Monatelang hielt der “Fall Gurlitt” die Kunstwelt in Atem. Ein Überblick über die wichtigsten Stationen in der Causa:

  • 22. September 2010: Der Kunsthändlersohn Cornelius Gurlitt wird auf einer Zugfahrt von Zürich nach München kontrolliert. Zollfahnder schöpfen Verdacht, es könne ein Steuerdelikt vorliegen.
  • 23. September 2011: Das Amtsgericht Augsburg bewilligt einen Durchsuchungs- und Beschlagnahmebeschluss für Gurlitts Münchner Wohnung.
  • 28. Februar 2012: Gurlitts Wohnung in München wird durchsucht. Die Fahnder entdecken rund 1.280 wertvolle Kunstwerke. Der Fund wird geheim gehalten, eine Berliner Kunstexpertin mit der Erforschung der Herkunft beauftragt.
  • 3. November 2013: Das Nachrichtenmagazin “Focus” bringt den Fall an die Öffentlichkeit und sorgt damit für eine Sensation.
  • 11. November 2013: Die ersten 25 Werke werden auf der Plattform “lostart.de” veröffentlicht – nach und nach folgen alle weiteren unter Verdacht stehenden Werke. Eine Taskforce wird eingesetzt, sie soll die Herkunft der Bilder erforschen.

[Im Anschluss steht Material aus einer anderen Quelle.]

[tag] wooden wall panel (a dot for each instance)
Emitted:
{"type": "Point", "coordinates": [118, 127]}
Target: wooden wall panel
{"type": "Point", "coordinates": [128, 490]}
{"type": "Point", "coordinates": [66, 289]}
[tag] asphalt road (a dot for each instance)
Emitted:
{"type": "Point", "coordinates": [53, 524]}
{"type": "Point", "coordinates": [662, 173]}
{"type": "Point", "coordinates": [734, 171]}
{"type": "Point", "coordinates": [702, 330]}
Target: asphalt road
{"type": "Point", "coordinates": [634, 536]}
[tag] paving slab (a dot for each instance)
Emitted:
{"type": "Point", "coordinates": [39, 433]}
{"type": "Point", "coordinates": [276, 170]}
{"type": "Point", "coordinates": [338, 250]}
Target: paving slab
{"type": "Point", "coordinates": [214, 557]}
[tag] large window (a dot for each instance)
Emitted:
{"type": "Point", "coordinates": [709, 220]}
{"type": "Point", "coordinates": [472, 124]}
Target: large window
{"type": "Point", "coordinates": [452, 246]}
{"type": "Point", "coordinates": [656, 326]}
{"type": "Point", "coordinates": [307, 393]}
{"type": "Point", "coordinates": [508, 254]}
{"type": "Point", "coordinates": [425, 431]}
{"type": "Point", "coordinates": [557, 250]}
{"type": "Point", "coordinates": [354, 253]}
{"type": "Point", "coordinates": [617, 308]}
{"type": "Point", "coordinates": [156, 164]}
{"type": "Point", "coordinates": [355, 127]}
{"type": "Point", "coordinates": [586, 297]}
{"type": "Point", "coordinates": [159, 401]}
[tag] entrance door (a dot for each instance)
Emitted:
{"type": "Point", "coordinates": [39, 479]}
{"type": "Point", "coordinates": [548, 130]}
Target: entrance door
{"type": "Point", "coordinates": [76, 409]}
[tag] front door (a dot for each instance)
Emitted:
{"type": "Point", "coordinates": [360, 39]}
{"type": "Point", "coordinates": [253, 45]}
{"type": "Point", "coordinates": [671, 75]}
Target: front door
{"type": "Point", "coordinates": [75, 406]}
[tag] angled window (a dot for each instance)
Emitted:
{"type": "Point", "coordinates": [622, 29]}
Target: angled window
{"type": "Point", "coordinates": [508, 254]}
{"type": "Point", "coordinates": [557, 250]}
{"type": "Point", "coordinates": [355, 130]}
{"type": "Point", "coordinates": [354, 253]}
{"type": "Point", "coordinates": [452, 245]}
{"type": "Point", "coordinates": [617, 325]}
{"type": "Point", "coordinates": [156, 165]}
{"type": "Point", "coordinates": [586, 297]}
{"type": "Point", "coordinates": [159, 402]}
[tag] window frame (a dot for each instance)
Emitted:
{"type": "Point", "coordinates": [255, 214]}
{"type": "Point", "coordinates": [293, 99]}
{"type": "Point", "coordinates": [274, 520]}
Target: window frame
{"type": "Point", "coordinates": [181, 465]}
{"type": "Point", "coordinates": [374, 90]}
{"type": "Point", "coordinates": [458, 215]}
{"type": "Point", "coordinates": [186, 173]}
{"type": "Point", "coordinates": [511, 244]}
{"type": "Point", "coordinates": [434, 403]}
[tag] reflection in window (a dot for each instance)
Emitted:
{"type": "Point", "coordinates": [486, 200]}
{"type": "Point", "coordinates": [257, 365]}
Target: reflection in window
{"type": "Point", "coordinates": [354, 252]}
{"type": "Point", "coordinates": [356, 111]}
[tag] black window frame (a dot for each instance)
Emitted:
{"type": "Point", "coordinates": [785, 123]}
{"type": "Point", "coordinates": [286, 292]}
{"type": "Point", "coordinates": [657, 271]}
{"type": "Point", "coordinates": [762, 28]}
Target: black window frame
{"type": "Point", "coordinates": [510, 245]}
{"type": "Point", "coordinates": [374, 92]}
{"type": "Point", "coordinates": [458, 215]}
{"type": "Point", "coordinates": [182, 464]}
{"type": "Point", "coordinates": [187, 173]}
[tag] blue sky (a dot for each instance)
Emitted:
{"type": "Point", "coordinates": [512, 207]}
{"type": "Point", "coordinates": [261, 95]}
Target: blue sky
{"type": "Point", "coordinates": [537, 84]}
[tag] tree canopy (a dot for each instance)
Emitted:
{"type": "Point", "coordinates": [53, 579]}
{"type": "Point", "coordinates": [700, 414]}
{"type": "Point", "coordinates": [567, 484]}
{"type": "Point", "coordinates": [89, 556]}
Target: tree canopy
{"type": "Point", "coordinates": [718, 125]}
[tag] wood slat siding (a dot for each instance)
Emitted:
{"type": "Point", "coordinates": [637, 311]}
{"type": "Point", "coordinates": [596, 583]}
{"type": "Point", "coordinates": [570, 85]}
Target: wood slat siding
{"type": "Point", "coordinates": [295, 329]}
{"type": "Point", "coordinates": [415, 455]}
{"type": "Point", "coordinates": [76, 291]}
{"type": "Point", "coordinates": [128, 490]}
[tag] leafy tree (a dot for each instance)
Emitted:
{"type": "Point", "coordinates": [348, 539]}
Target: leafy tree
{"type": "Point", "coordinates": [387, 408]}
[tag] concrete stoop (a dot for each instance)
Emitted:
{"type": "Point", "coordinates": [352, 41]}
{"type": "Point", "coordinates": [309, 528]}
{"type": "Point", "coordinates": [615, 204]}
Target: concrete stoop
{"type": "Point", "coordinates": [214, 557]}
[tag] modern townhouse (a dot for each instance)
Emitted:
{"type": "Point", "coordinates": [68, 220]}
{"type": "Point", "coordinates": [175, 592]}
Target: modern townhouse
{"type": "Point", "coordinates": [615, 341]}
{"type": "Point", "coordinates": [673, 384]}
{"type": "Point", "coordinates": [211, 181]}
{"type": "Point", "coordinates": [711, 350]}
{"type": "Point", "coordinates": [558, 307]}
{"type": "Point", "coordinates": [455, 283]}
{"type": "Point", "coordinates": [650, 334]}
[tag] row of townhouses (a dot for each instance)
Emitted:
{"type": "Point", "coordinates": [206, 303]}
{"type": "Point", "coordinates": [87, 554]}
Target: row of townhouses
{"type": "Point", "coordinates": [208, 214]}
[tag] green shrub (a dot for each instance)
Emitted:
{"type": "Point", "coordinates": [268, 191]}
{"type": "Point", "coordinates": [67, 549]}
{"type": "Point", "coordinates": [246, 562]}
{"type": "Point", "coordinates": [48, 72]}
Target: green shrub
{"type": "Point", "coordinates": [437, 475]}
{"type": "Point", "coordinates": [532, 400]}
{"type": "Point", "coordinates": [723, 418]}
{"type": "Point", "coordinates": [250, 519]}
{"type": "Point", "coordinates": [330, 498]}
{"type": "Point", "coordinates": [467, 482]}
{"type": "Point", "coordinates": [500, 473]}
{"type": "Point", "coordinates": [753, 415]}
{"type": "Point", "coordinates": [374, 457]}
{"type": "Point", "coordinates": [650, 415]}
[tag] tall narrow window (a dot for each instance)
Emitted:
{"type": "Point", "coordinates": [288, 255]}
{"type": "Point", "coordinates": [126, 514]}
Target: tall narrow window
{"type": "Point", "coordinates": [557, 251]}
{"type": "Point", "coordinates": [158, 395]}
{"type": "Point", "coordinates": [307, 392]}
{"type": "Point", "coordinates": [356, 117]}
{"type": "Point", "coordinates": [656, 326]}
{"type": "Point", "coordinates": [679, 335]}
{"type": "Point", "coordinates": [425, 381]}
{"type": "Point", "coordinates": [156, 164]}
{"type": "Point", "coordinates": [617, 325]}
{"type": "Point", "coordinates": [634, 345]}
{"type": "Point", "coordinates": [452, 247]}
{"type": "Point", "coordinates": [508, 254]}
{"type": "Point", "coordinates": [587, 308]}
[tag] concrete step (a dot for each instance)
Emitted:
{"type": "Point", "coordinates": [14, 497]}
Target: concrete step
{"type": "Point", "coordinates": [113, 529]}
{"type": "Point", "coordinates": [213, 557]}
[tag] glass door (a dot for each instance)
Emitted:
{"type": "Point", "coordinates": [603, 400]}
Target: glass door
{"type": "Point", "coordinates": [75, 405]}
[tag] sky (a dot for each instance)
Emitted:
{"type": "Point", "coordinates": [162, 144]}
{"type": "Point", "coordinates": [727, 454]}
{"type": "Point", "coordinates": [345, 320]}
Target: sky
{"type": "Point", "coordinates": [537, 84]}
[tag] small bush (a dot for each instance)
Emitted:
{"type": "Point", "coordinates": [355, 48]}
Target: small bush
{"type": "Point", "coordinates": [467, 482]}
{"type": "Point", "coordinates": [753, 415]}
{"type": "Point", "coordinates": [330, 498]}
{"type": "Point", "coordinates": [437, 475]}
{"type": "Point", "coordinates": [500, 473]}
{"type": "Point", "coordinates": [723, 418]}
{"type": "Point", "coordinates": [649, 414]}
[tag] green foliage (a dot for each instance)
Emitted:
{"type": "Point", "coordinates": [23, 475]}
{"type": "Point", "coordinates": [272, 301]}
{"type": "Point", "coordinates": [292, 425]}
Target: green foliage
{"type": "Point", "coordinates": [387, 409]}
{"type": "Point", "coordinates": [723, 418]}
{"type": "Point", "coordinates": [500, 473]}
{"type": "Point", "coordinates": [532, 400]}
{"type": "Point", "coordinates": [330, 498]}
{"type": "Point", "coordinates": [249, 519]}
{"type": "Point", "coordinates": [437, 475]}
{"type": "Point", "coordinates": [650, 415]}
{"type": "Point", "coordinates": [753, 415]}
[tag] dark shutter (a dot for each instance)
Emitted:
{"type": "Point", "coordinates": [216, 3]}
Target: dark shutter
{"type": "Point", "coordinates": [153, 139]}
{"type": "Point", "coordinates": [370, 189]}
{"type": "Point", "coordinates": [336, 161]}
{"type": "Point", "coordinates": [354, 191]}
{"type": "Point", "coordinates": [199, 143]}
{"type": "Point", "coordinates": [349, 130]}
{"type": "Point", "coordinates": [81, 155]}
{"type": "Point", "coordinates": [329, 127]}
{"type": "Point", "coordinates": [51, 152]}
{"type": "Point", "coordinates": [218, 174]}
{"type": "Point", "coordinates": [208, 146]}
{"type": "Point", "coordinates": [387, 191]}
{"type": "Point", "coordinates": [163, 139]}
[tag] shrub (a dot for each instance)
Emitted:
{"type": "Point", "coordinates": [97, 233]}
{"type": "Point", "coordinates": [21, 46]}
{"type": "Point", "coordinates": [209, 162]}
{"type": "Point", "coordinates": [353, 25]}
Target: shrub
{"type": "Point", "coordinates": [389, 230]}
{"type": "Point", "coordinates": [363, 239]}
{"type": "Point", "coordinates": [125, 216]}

  • 19. November 2013: Die Behörden teilen mit, dass Gurlitt Hunderte Bilder zurückbekommen soll, die ihm zweifelsfrei gehören. Den Angaben zufolge scheiterten mehrere Übergabeversuche.
  • 23. Dezember 2013: Es wird bekannt, dass Gurlitt unter vorläufige Betreuung gestellt wird.
  • 28. Jänner 2014: Die Taskforce gibt bekannt, dass nach einer ersten Sichtung 458 Werke aus Gurlitts Sammlung unter Raubkunstverdacht stehen. Gurlitts damaliger Anwalt, Hannes Hartung, sagt, sein Mandant sei gesprächsbereit und an einer “fairen und gerechten Lösung” interessiert.
  • 3. Februar 2014: Gurlitts Anwälte teilen mit, dass sie Anzeige gegen Unbekannt stellen, weil vertrauliche Informationen aus den Ermittlungsakten an die Öffentlichkeit gerieten.
  • 10. Februar 2014: Nach Angaben von Gurlitts Sprecher Stephan Holzinger wurden mehr als 60 weitere wertvolle Bilder in Gurlitts Haus in Salzburg gesichtet und an einen sicheren Ort gebracht – darunter Werke von Picasso, Renoir und Monet.
  • 19. Februar: Gurlitts Anwälte geben bekannt, dass sie beim Amtsgericht Augsburg Beschwerde gegen die Beschlagnahmung der Kunstsammlung eingelegt haben.
  • 24. und 28. Februar: Bei weiteren Besichtigungen des Salzburger Anwesens von Gurlitt werden zahlreiche weitere Kunstgegenstände “in einem zuvor nicht zugänglichen Teil des alten Hauses” gefunden.
  • 5. März: Das Amtsgericht München ordnet die weitere Betreuung Gurlitts an. Sie soll zunächst bis Ende des Jahres gelten.
  • 26. März: Gurlitts Betreuer Christoph Edel lässt mitteilten, dass die Salzburger Sammlung Gurlitts nicht nur 60, sondern 238 Werke umfasst. Außerdem gibt er bekannt, dass Gurlitt sich bereit erklärt, als Raubkunst anerkannte Bilder der Münchner Sammlung an die Erben jüdischer Vorbesitzer zurückzugeben. Den Anfang soll die “Sitzende Frau” von Henri Matisse machen.
  • 7. April: Gurlitts Anwälte unterzeichnen einen Vertrag mit der Bundesregierung, in dem der Kunsthändler sich bereit erklärt, Bilder, bei denen es sich um Nazi-Raubkunst handelt, freiwillig zurückzugeben.
  • 9. April: Zwei Tage nach der Vertragsunterzeichnung zwischen Gurlitt und dem Bund gibt die Staatsanwaltschaft Augsburg die beschlagnahmten Bilder nach mehr als zwei Jahren wieder frei.
  • 6. Mai: Cornelius Gurlitt stirbt im Alter von 81 Jahren in seiner Wohnung in München.